Talking to Children about Conflict and War
Children Under 8
It is key to understand that young children under 8 years old are not equipped to make sense of concepts such as war and death. Their brains are developing and they may get confused with reality and fantasy (which is why role play is so key for them) and the lines between may get blurred. In fact children, at this age may have more of a reaction to their parent’s distress over the war than their own. Personally, I wouldn’t talk about it with a preschool child unless they ask.
It is important to limit their exposure to the news and conversations about the war. So do not have the news on in the background or discuss it in front of them. As an adult, I find the news distressing, so I can only imagine just how hard it is for them. The advice from Parenting expert Dr. Deborah Gilboa is unless the child has a family member in the military to only give factual information with personal insight keeping it clear and concise, information to answering – such as
“There is a war in a country called Ukraine, which is a long way away. We are safe”
Leave it at that unless they as a follow up question and then simply try and reinforce your values.
So if a child asks, “Why are they fighting?” you can say, “They’re fighting over who should be in charge but it is far away from here.”
Don’t be vague, tell the truth using real words but we don’t want to flood our kids with fear.
Children Over 8
A great way to start a conversation with older children is to ask if they have heard anything about the war.
“Have you heard about the war in Ukraine and what have you heard?”
This way you get an understanding of what they know, where they got the information and get a handle on their emotional state. You can correct any misunderstandings and talk about what war means and support children with their mental health and any anxiety they might have about current events.
Try and limit the information you give to one fact at a time and one value you want to reinforce, do not bombard them with information no matter how curious they are. Often if they ask you a question, they will have already considered the answer themselves, so I try to turn the question back to them using open-ended questions.

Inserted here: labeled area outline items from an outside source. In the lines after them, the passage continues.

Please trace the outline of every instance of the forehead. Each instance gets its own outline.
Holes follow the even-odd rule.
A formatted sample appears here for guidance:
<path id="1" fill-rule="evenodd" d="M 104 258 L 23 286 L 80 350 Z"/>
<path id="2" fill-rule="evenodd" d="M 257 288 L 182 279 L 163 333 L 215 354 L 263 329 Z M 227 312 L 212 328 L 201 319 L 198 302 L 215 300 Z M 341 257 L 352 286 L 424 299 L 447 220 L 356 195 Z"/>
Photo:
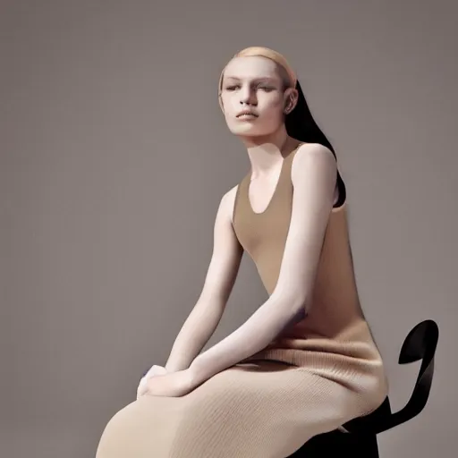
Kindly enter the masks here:
<path id="1" fill-rule="evenodd" d="M 258 55 L 241 56 L 232 59 L 225 69 L 225 80 L 233 78 L 272 78 L 280 81 L 276 64 Z"/>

“What do you think about this?”, “How do you feel?”, “What are your fears and concerns?”
Don’t just stick to the facts, it is good to talk about feelings and check in on theirs. If your child remains silent, just reaffirm with them
“This is hard to deal with, I feel sad about it too and am right here with you”
As I have learned Teens are very media savvy and get their information from a lot more sources than younger children including TokTok and Youtube. Both of my boys are pretty switched on about the Russian invasion of Ukraine and why it is happening and my job is to ensure that they understand can differentiate between fake news and find trusted sources of information. They have lived through terrible terrorism and other conflicts, but as this is in Europe it seems so much closer and some of the things they see on social media are really disturbing.
I am always honest with my children and if that means explaining that I do not know or have all the answers and I reassure them that I am here to listen and learn with them. By limiting media exposure you can control the amount of information you are bombarded with.
Be part of the Solution
One of the ways that help my children feel better and more positive is to take practical action and be part of the solution. This could be joining a fundraiser or donating to charity or writing to our MP (how to contact your MP).
Following information on our local Facebook group, we gathered supplies that were requested for refugees and dropped them at a local collection point.
Child-Friendly News Sources
- BBC Newsround
- The Week Junior (get six issues free)
- First News (get six issues free)
- The Day
- The Economist Topical Talk
- Twinkle News Room
I hope this gives you some practice al tips on how to talk to children about war and conflicts in a way that suits their age.